A Sensitivity Analysis of Cellular Automata and Heterogeneous Topology Networks: Partially-Local Cellular Automata and Homogeneous Homogeneous Random Boolean Networks
Tom Eivind Glover, Ruben Jahren, Francesco Martinuzzi, Pedro Gonçalves Lind, Stefano Nichele
TL;DR
The paper investigates how topological heterogeneity, via PLCA and HHRBN substrates, affects reservoir computing performance on a 5-bit memory benchmark relative to standard ECA. It introduces Temporal Derrida Plots and a defect-collapse framework to quantify sensitivity and attractor stability, revealing that disordered topologies can both enhance sensitivity and promote ordered collapse, yielding a shrinking edge-of-chaos under current conditions. Across Life-Like CA, ECA, and intermediate substrates, CA consistently outperforms heterogeneous substrates on the memory task, while ME reductions, rule dependencies, and network topology critically shape results. The work highlights practical implications for energy-efficient RC implementations and proposes a discrete chaos analogue to better describe computation on intrinsically discrete substrates. In sum, topology and rule-space structure jointly govern the computational utility of CA/RBN reservoirs, with clear hardware-relevant implications for edge AI systems.
Abstract
Elementary Cellular Automata (ECA) are a well-studied computational universe that is, despite its simple configurations, capable of impressive computational variety. Harvesting this computation in a useful way has historically shown itself to be difficult, but if combined with reservoir computing (RC), this becomes much more feasible. Furthermore, RC and ECA enable energy-efficient AI, making the combination a promising concept for Edge AI. In this work, we contrast ECA to substrates of Partially-Local CA (PLCA) and Homogeneous Homogeneous Random Boolean Networks (HHRBN).

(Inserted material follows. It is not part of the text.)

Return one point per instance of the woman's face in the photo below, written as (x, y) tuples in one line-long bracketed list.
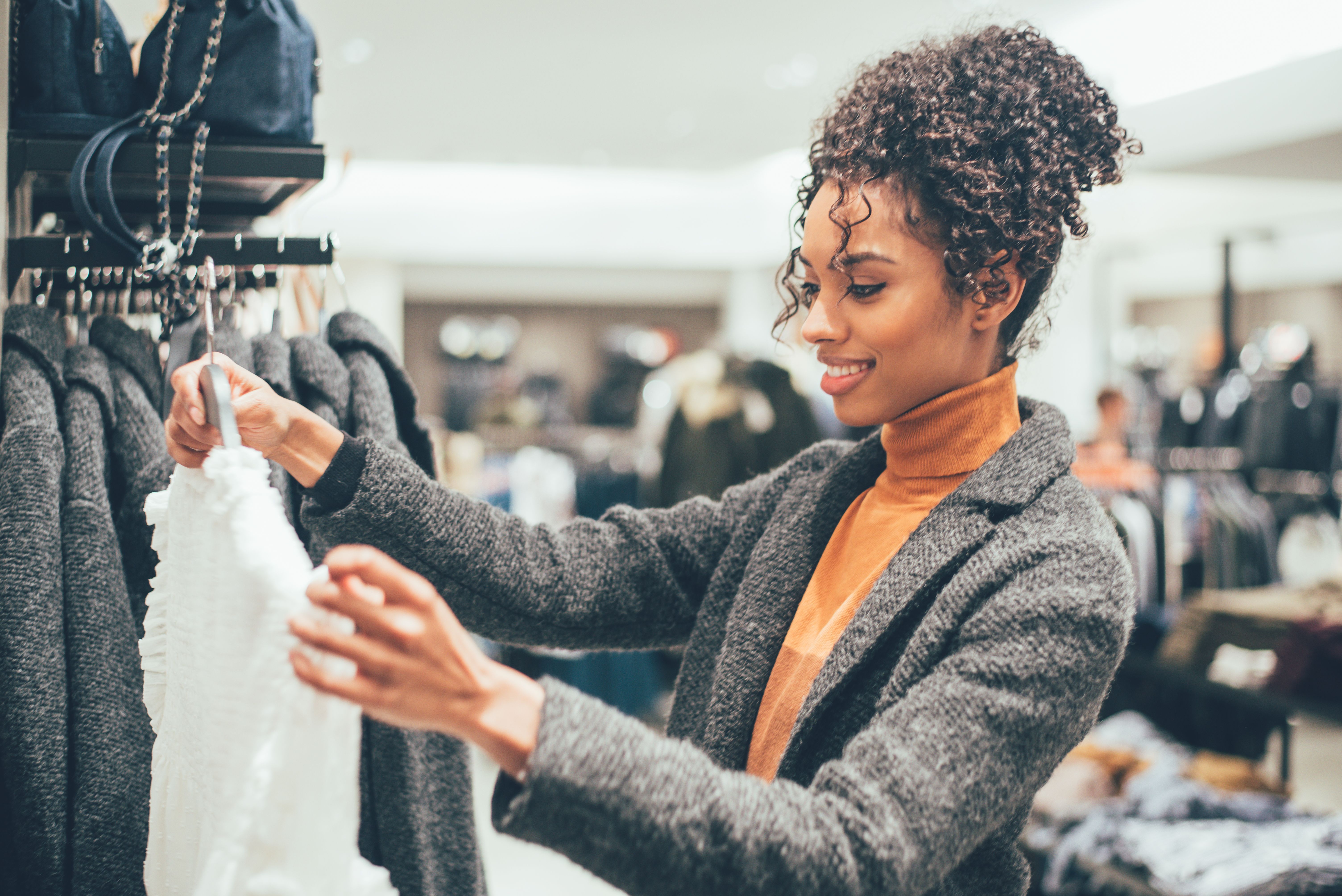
[(882, 317)]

They are, in comparison, the topological heterogeneous counterparts of ECA. This represents a step from ECA towards more biological-plausible substrates. We analyse these substrates by testing on an RC benchmark (5-bit memory), using Temporal Derrida plots to estimate the sensitivity and assess the defect collapse rate. We find that, counterintuitively, disordered topology does not necessarily mean disordered computation. There are countering computational "forces" of topology imperfections leading to a higher collapse rate (order) and yet, if accounted for, an increased sensitivity to the initial condition. These observations together suggest a shrinking critical range.